Renndirektor Günter Hujara hat die Vertreter der "kleinen" Nationen bei der alpinen Ski-WM vor den Gefahren der "Kandahar" gewarnt.

"Überdenken sie die Fähigkeiten ihrer Athleten", sagte er am Mittwoch bei der täglichen Mannschaftsführersitzung. "Wir tun, was wir tun können, um die Piste fahrbar zu machen", ergänzte er, "aber der Rest ist Taktik, ist Strategie."

Am Donnerstag ist das erste Abfahrtstraining der Männer auf der Strecke angesetzt. Die "Kandahar" präsentierte sich beim Super-G der Männer als harte und wellige Eisbahn.

Kritik an den Bedingungen wehrte Hujara ab.

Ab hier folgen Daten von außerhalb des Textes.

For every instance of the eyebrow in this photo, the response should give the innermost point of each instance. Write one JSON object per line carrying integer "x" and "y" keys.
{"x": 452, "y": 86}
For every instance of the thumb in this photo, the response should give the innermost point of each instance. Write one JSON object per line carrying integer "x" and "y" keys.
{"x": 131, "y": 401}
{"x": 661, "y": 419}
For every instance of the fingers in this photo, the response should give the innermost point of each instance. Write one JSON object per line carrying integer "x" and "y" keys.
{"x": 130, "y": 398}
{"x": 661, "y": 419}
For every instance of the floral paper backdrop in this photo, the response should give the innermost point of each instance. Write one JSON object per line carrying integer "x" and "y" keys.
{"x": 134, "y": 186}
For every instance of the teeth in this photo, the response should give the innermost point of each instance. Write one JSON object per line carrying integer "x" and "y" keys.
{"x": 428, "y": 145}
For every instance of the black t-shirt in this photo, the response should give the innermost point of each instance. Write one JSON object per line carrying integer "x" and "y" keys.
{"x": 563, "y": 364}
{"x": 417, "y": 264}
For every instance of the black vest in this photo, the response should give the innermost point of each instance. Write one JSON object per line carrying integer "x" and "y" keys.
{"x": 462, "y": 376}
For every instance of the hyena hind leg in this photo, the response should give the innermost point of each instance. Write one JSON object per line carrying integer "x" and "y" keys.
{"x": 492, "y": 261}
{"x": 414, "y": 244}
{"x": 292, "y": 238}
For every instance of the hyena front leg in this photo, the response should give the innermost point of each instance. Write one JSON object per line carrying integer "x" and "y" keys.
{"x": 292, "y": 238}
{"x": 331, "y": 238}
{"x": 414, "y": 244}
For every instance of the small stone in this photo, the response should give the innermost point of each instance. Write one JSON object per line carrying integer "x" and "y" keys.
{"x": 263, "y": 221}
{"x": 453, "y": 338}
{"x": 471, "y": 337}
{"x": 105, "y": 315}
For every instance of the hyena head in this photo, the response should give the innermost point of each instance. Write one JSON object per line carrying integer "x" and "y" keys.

Angesichts der Tagestemperaturen im Plusbereich sei es erforderlich gewesen, die Piste so hart wie möglich zu präparieren, zumal inklusive den Pistenarbeitern, den Trainern der Mannschaften sowie Fotografen und Rettungspersonal etwa 700 Personen die "Kandahar" täglich befahren.

"Stellen sie sich vor, was passieren würde, wenn die Piste weicher wäre", sagte der Renndirektor des Ski-Weltverbandes FIS.